The European Commission has approved the UK Government’s Capacity Market scheme which ensures the nation has enough power supplies during the winter months.
It was in response to a legal challenge brought forward by clean technology company Tempus Energy, which argued the Capacity Market gives an unfair advantage to fossil fuel power generation plants over demand side response (DSR) technologies that are “cheaper and more reliable”.
Under the Capacity Market, generators are offered financial incentives for ensuring power plants are kept on standby and are ready to provide back-up electricity when demand is at its peak, especially during the winter months.
The Commission said it analysed feedback and comments submitted by 35 interested parties, including energy producers, interconnector operators, demand response operators, trade associations, non-governmental organisations and network operators.
Its investigation found the Capacity Market, covering the period 2014-2024, complies with EU state aid rules and in particular, confirmed the scheme is necessary to guarantee security of supply in Britain and does not distort competition in the Single Market.
The Commission adds: “Notably, the Commission did not find any evidence that the scheme would put demand response operators or any other capacity providers at a disadvantage with respect to their participation in the scheme.
“In addition, considering recent market and regulatory developments (including the entry into force of the new Electricity Regulation) and other issues identified during the UK’s recent five-year review of the Capacity Market, the UK has committed to implementing certain improvements to the scheme for the future.”
These improvements, in particular, concern the lowering of the minimum capacity threshold for participating in the auctions, the direct participation of foreign capacity, the participation rules for new types of capacity, the access to long term contracts, the volume in the year-ahead auction and the compliance with the new Electricity Regulation.
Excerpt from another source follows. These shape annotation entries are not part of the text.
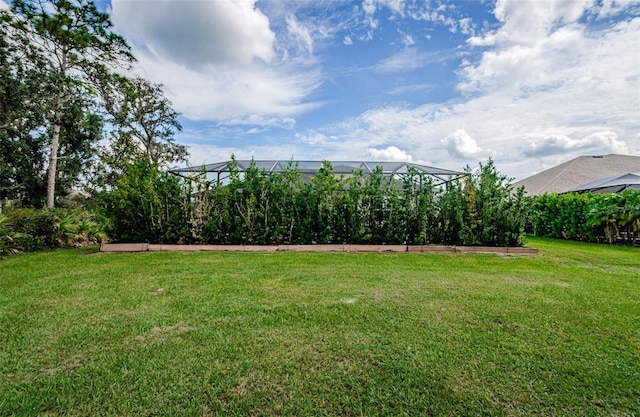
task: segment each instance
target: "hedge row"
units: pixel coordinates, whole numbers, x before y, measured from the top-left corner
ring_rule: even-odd
[[[534,199],[530,221],[539,236],[633,243],[640,238],[640,190],[544,194]]]
[[[512,193],[491,160],[436,187],[410,171],[402,179],[362,171],[338,176],[330,163],[310,180],[240,172],[224,184],[181,181],[145,161],[128,167],[105,197],[110,237],[120,242],[208,244],[522,245],[527,199]]]

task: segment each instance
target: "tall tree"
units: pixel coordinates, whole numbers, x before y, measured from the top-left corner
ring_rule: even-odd
[[[158,167],[186,161],[187,148],[174,140],[182,130],[179,113],[161,84],[113,76],[101,93],[113,125],[112,140],[103,154],[111,169],[120,171],[138,158]]]
[[[40,205],[47,61],[17,42],[9,21],[11,16],[0,11],[0,200]]]
[[[109,15],[90,0],[14,0],[11,10],[12,27],[48,57],[54,70],[53,100],[46,114],[51,126],[47,206],[53,207],[65,109],[78,91],[92,93],[108,67],[129,67],[134,58],[124,38],[111,31]]]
Government confirms £1bn worth of deferred payments to be made by January 2020
Business and Energy Secretary Andrea Leadsom said she is “pleased” about the EU’s approval for the Capacity Market scheme, which means the UK can start making payments to capacity providers.
That includes the £1 billion worth of deferred payments that were suspended because of the standstill period as well as future capacity, with the vast majority of back payments expected to reach capacity providers in January 2020.
She also confirmed the conditional capacity agreements awarded in the replacement T-1 auction, held in July 2019, have become full capacity agreements, securing supply for this winter.
The three capacity auctions scheduled for early 2020 will also take place, which will secure the majority of the UK’s capacity needs out to 2023/24.
Energy UK also said it is “delighted” with the EU’s decision, adding the suspension of the Capacity Market scheme “threatened serious consequences”.
Chief Executive Lawrence Slade said: “The CM [Capacity Market] can now continue to do the job it has done successfully for a number of years, ensuring security of supply at the lowest cost to customers in times of high demand.
“The Capacity Market has been rightly evolving to reflect a different mix of energy generation with newer technologies gaining a greater share in recent auctions. With the inclusion of renewables in future auctions – something we have long called for – a technology-neutral CM will continue along this path and drive progress towards a net zero economy bringing benefits for both the environment and the economy, while reducing costs for customers.”